Investors are being warned off a similar project in Oregon because the transportation costs are high relative to competitors. The Morrow Pacific project contemplates a similar scenario of rail to port to barge to port to cargo ship. Handling the coal at two terminals, the cost of barging and the high capital costs of two terminals plus barges would result in a cost disadvantage of $5 to $11 per tonne when compared with competitors.

This would likely result in the terminal’s use only in the event of exceptionally high overseas demand. These complicated transportation requirements are similar to those of the Fraser Surrey Docks proposal and it seems likely that the FSD terminal would be a marginal competitor in any scenario other than a very high global coal demand.

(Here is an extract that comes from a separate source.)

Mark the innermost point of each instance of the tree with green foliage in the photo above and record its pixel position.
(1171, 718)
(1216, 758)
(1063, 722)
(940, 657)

Cheaper shipping capacity under Port jurisdiction is underused

Port Metro Vancouver already has substantial unused shipping capacity. Westshore Terminals shipped 27.3 million tonnes of coal in 2011 and has capacity to ship 33 million tonnes per year. Neptune Bulk Terminals has estimated shipments of 8 million tonnes per year and approved capacity for 18.5 million tonnes of coal per year. That’s a total extra capacity of 16.2 million tonnes (more than four times the amount of the FSD proposal) in terminals that don’t require handling the coal twice or barging it downriver.

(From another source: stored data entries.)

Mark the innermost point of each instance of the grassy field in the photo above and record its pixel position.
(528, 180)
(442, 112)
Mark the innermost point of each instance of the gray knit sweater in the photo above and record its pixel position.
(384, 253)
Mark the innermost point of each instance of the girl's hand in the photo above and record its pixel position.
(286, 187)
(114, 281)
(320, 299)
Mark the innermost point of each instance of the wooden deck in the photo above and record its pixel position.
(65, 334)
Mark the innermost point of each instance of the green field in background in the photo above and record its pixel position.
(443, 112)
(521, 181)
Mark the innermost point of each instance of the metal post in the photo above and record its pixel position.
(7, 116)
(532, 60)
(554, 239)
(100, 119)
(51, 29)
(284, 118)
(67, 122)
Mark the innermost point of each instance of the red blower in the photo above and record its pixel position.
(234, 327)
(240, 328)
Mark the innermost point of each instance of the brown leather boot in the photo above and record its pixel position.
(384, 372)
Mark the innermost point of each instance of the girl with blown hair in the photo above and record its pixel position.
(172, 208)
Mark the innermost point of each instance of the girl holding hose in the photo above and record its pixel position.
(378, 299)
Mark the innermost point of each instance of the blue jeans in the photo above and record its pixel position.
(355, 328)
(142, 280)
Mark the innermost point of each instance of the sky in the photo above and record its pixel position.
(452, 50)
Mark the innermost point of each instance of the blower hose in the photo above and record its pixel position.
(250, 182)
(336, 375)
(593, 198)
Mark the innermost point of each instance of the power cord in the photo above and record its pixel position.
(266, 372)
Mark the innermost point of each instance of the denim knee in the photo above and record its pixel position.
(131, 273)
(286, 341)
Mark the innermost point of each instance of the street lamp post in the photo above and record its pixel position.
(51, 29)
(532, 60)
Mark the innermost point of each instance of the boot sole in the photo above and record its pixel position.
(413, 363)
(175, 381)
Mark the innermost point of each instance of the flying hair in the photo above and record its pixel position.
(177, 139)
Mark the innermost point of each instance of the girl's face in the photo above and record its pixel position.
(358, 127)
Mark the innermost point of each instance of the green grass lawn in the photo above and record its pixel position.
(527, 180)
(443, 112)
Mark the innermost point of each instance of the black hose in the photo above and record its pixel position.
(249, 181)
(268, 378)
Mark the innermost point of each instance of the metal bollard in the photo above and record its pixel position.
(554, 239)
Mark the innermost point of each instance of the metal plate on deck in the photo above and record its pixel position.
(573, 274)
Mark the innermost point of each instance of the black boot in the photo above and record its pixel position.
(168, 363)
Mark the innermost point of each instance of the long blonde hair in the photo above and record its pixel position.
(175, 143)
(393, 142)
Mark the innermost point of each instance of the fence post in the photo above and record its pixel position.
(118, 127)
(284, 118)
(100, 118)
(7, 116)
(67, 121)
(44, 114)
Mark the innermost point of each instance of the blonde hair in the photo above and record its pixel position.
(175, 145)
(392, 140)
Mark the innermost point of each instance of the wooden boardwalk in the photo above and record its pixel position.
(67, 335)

Metallurgical coal outlook could leave even more capacity

The Neptune Terminal in North Vancouver primarily ships metallurgical coal (used to manufacture steel) from northwest Alberta and southeast BC. Westshore Terminals also ships predominately Canadian metallurgical coal, although its shipments of U.S. thermal coal are on the rise.

According to the International Energy Agency, B.C. metallurgical coal is at the most expensive end of global suppliers, at around $100/tonne due to inland shipping distances. If the price of metallurgical coal drops, the demand for B.C.’s coal shrinks dramatically. There are two big threats on the horizon according to the IEA. First, China has plans to obtain its own metallurgical coal from more local sources. Second, the best-quality thermal coal is much cheaper than BC metallurgical coal and can replace much of it in steel smelters. The IEA says the combination could rapidly slash demand for B.C. coal by 40% by 2017. That would leave even more unused coal capacity in Vancouver ports.

The global outlook for coal futures is high risk

According to Eric de Place at the Sightline Institute, the market outlook for the Powder River Basin coal is highly uncertain. If coal futures remain at their current levels, it’s likely that all U.S. coal companies lose interest in exports, even from Westshore. Additional capacity would make no sense economically.

A number of recent news reports suggest the coal industry is ignoring fundamental risks in its expansion strategy. A note from Citigroup attacks “one of the most unassailable assumptions in global energy,” that China’s coal consumption will continue on its current growth trajectory. It suggests as a more likely scenario that China will move away from manufacturing, settle for more modest growth and push aggressively toward non-coal resources. If so, its coal trajectory will flatten out before 2020, 15 years earlier than conventional models.

The New York Times calls China’s changing trajectory “a reshaping of global coal markets.” Coal exports are expected to decline by about 5 percent from last year and many experts think the decline will quicken next year. China has modernized its mines, improved efficiency of its coal generated electricity plants and redoubled efforts toward non-coal electricity sources. International coal companies are scaling back across the world.

One coal company couldn’t find financing to buy out a partner in a U.S. mine. Low coal prices and poor earnings caused Teck Resources to scrap plans to reopen one of its mines. According to a Goldman Sachs report, this is “a watershed year for global coal markets. The window for thermal coal investment is closing.”